Based on his 1998 play, Lodge's novella is, in truth, little more than a slim script with some rather full stage directions. It's mildly diverting trying to pin down "educated estuary" Fanny to aspects of Lynn Barber and Julie Burchill, and there are a few thoughtful observations on the art of interview and "the culture of gossip", but what makes this of more than passing interest is its early treatment of the real news story of summer 1997--Diana and Dodi. That inevitably makes Home Truths impossibly dated, but it also provides its most telling statement on the fleeting phantom that is celebrity. --Alan Stewart
My titles
You may be puzzled to find two books available by me, both called "Home Truths", and both published in 1999 by Secker & Warburg.
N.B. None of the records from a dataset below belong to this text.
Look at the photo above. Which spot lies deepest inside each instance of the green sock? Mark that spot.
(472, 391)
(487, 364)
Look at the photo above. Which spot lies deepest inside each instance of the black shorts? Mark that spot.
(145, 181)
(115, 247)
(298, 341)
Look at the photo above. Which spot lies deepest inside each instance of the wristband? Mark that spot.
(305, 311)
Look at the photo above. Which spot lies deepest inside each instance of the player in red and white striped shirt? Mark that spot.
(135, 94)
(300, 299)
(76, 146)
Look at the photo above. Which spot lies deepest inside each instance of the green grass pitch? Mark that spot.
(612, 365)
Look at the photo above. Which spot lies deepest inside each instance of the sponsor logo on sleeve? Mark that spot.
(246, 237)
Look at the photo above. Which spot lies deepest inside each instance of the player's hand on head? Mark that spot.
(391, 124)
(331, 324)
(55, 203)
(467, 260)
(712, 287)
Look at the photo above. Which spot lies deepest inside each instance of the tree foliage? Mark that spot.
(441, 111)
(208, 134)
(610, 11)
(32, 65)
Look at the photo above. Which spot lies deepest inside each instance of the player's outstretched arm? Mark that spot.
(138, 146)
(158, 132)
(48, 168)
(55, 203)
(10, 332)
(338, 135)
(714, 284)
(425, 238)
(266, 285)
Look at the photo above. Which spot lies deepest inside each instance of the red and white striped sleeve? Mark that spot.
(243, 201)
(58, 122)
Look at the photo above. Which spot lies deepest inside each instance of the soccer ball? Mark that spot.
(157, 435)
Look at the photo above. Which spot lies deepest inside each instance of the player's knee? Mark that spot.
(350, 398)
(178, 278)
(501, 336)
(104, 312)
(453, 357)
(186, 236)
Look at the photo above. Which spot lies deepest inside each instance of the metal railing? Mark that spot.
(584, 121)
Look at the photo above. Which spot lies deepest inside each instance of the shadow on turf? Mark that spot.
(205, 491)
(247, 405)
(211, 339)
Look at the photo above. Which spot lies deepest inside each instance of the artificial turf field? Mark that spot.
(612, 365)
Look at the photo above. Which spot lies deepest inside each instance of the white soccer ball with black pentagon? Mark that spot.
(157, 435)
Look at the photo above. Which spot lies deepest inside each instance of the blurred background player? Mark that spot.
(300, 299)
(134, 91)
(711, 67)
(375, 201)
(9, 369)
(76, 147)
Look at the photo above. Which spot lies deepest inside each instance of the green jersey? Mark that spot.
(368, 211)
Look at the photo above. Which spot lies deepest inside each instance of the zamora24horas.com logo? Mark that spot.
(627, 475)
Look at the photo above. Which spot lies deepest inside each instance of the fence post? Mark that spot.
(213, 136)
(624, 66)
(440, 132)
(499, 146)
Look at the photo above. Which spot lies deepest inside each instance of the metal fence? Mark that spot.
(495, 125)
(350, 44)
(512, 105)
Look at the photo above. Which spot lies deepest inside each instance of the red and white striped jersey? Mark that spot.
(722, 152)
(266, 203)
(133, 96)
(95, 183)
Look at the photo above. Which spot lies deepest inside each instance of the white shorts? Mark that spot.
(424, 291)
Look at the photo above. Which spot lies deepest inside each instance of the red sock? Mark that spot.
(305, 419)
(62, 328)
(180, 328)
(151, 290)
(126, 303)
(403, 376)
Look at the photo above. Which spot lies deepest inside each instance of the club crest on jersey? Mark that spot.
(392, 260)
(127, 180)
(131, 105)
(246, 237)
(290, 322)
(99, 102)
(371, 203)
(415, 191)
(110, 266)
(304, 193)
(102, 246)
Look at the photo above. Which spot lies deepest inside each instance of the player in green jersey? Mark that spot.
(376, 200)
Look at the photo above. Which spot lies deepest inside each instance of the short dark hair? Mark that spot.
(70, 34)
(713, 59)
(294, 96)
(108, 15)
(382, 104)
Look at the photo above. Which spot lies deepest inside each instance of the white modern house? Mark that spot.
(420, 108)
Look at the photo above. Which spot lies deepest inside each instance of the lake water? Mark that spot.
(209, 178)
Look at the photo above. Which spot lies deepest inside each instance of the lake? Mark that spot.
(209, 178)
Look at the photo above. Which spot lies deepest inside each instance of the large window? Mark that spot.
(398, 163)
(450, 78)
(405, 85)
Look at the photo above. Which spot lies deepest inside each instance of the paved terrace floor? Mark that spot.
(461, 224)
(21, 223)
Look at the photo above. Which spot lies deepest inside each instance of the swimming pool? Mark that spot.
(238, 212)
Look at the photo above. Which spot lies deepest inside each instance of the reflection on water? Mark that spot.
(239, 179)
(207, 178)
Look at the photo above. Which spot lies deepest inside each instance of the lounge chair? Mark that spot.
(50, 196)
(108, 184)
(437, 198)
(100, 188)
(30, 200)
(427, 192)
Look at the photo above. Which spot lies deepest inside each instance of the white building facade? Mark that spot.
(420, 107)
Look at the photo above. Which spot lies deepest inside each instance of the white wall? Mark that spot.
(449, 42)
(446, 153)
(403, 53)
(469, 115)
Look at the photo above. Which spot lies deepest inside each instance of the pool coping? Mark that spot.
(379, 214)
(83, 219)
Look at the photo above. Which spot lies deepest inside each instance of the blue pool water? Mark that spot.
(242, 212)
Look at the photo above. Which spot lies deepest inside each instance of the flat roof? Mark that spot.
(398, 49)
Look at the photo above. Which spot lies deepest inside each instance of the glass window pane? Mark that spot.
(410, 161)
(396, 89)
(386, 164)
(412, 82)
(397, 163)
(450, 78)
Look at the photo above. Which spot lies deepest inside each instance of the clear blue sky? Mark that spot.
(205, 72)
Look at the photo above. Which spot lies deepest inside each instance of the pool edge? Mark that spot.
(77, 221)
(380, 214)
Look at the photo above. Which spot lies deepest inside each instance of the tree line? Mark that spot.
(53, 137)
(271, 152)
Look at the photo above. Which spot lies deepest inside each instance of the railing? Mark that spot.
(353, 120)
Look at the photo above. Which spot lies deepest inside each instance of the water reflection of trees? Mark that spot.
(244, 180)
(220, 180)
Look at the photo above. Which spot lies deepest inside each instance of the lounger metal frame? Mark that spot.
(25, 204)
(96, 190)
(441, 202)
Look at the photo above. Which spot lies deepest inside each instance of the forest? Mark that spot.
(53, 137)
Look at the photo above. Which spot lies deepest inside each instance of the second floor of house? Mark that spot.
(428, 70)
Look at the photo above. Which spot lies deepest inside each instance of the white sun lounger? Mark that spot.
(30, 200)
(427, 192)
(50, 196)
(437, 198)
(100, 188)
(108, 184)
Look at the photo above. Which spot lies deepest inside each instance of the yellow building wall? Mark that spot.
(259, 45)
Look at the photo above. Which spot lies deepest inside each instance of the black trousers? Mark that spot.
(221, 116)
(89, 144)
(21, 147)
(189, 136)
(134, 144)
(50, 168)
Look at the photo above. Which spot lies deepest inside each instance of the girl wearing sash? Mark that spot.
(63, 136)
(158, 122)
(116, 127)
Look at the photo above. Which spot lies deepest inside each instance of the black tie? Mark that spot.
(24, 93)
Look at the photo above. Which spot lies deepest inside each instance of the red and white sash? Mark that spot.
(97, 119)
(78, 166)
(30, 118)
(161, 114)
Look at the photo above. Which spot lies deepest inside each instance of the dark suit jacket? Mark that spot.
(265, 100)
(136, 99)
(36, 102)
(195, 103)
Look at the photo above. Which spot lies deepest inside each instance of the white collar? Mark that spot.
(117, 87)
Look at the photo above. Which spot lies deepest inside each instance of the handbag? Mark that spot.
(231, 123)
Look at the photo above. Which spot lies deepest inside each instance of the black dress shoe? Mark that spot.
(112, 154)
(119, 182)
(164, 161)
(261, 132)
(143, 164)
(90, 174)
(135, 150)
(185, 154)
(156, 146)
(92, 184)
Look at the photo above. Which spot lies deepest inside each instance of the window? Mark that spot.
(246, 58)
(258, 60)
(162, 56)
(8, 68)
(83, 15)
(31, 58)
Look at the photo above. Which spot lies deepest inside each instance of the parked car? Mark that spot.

The explanation is as follows. In February 1998 I had a play called "Home Truths" premiered at the Birmingham Repertory Theatre. When Secker & Warburg published the text of this play a year later, several people in the media and the book trade assumed it was a work of prose fiction and seemed to lose interest when they discovered it wasn't. This made me think that it might be a good idea to turn the play into a short novel, in which form it could reach a lot of people who would never see it on the stage and might not be inclined to read the script of a play. Since the subject matter has a certain contemporary relevance, I decided that the sooner I did it the better. In the process I changed some things and added others. But it is essentially the same story, so I kept the original title, though with a new subtitle: "Home Truths: a novella".